I write as the author of the DTI/Bovis Lend Lease report on the Mid City Place project in London, which was referred to in your article “Driving us crazy”, (2 September - see related articles).

Although it is pleasing to see that Mid City Place still being held up as a good example of construction logistics, this was completed four years ago, and it is sad to see how little the approach has penetrated the industry.

What made Mid City Place different was not logistics but task management. Logistics on its own is not the answer. It is more vital to understand what drives demand, and this is the need for specific items on a specific day in a specific part of the site. This can only come from a detailed scheduling and control of tasks on site.

By integrating the work of different trades and creating a reliable schedule, the demand for resources of all types can be established.

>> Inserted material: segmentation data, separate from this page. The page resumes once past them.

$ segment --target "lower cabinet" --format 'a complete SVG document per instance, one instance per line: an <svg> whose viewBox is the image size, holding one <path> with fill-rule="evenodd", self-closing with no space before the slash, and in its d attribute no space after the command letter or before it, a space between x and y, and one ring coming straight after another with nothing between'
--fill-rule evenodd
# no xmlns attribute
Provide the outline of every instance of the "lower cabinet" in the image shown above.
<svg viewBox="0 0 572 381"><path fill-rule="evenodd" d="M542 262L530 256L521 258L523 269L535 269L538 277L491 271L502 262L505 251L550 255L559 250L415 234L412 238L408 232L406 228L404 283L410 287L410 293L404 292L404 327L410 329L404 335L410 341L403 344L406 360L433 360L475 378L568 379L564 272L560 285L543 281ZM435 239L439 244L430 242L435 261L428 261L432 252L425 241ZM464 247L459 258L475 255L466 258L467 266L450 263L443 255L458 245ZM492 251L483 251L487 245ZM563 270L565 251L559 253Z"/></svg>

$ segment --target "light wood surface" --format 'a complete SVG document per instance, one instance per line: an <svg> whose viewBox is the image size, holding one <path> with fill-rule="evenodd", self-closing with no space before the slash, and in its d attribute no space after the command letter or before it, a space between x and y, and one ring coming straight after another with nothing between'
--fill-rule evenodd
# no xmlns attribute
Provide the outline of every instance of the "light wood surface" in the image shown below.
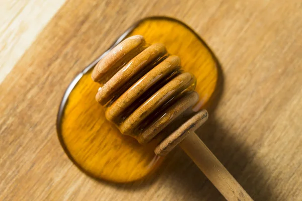
<svg viewBox="0 0 302 201"><path fill-rule="evenodd" d="M0 0L0 83L65 0Z"/></svg>
<svg viewBox="0 0 302 201"><path fill-rule="evenodd" d="M68 1L0 86L0 200L222 198L178 149L152 178L115 185L84 174L56 134L74 75L135 21L191 26L219 59L221 100L200 137L255 200L302 199L300 1Z"/></svg>
<svg viewBox="0 0 302 201"><path fill-rule="evenodd" d="M194 132L180 145L226 200L253 200Z"/></svg>

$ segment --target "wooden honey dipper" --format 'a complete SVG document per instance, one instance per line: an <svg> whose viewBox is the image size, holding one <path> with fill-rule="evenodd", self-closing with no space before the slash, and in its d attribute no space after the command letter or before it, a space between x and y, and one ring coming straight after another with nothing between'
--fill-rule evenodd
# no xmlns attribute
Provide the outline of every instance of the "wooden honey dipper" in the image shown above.
<svg viewBox="0 0 302 201"><path fill-rule="evenodd" d="M199 98L196 79L182 72L179 57L169 55L164 45L146 44L139 35L128 38L100 61L92 77L103 85L96 99L106 119L122 134L141 144L160 139L155 150L160 156L179 144L227 200L252 200L194 133L207 112L192 110Z"/></svg>

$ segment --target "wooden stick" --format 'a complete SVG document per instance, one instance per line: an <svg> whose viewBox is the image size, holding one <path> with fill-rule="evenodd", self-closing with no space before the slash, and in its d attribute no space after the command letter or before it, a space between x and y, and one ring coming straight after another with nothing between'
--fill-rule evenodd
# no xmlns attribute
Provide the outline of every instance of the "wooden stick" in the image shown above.
<svg viewBox="0 0 302 201"><path fill-rule="evenodd" d="M194 132L180 145L226 200L253 200Z"/></svg>

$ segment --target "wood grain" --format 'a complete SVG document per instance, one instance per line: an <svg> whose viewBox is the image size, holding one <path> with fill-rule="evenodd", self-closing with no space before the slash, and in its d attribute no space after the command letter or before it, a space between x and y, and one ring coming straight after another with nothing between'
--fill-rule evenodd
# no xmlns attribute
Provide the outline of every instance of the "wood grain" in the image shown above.
<svg viewBox="0 0 302 201"><path fill-rule="evenodd" d="M0 1L0 83L64 2Z"/></svg>
<svg viewBox="0 0 302 201"><path fill-rule="evenodd" d="M181 150L152 178L99 182L57 139L59 103L73 76L136 20L173 16L222 66L224 88L200 137L255 200L302 199L302 4L298 0L69 1L0 86L1 200L217 200Z"/></svg>

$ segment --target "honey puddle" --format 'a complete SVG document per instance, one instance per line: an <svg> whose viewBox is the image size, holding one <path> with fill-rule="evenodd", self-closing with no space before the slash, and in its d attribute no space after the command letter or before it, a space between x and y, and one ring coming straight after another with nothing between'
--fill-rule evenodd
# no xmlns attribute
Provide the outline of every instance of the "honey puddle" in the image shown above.
<svg viewBox="0 0 302 201"><path fill-rule="evenodd" d="M143 36L148 43L163 43L169 53L180 57L182 69L197 78L199 100L194 109L204 107L216 88L217 64L199 36L183 23L165 17L142 20L119 40L135 35ZM141 145L106 120L104 109L95 99L100 85L91 79L97 62L79 75L65 92L58 114L59 139L70 159L87 174L117 182L139 179L163 161L154 153L159 142Z"/></svg>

From this comes the efficiency that delivers productivity and cost reduction.

The industry is incredibly reticent to apply time and skill to this fairly simple prerequisite, but without it, supply chains will never be efficient. The signal on which everything depends is not provided. The result is that unnecessary and costly solutions such as consolidation centres become wasteful facts of life; in fact, they would not be needed if the need for products was clear and communicated.

In the four years since Mid City Place, I have held dozens of conversations on the issue and I personally have not seen real adoption of thought-through scheduling. Fragmentation is a big factor, but this issue is for the main contractor to address, as it concerns the way in which a supply chain works. Compared with other industries that have to plan through very chaotic product demand situations, construction should be easy to get right.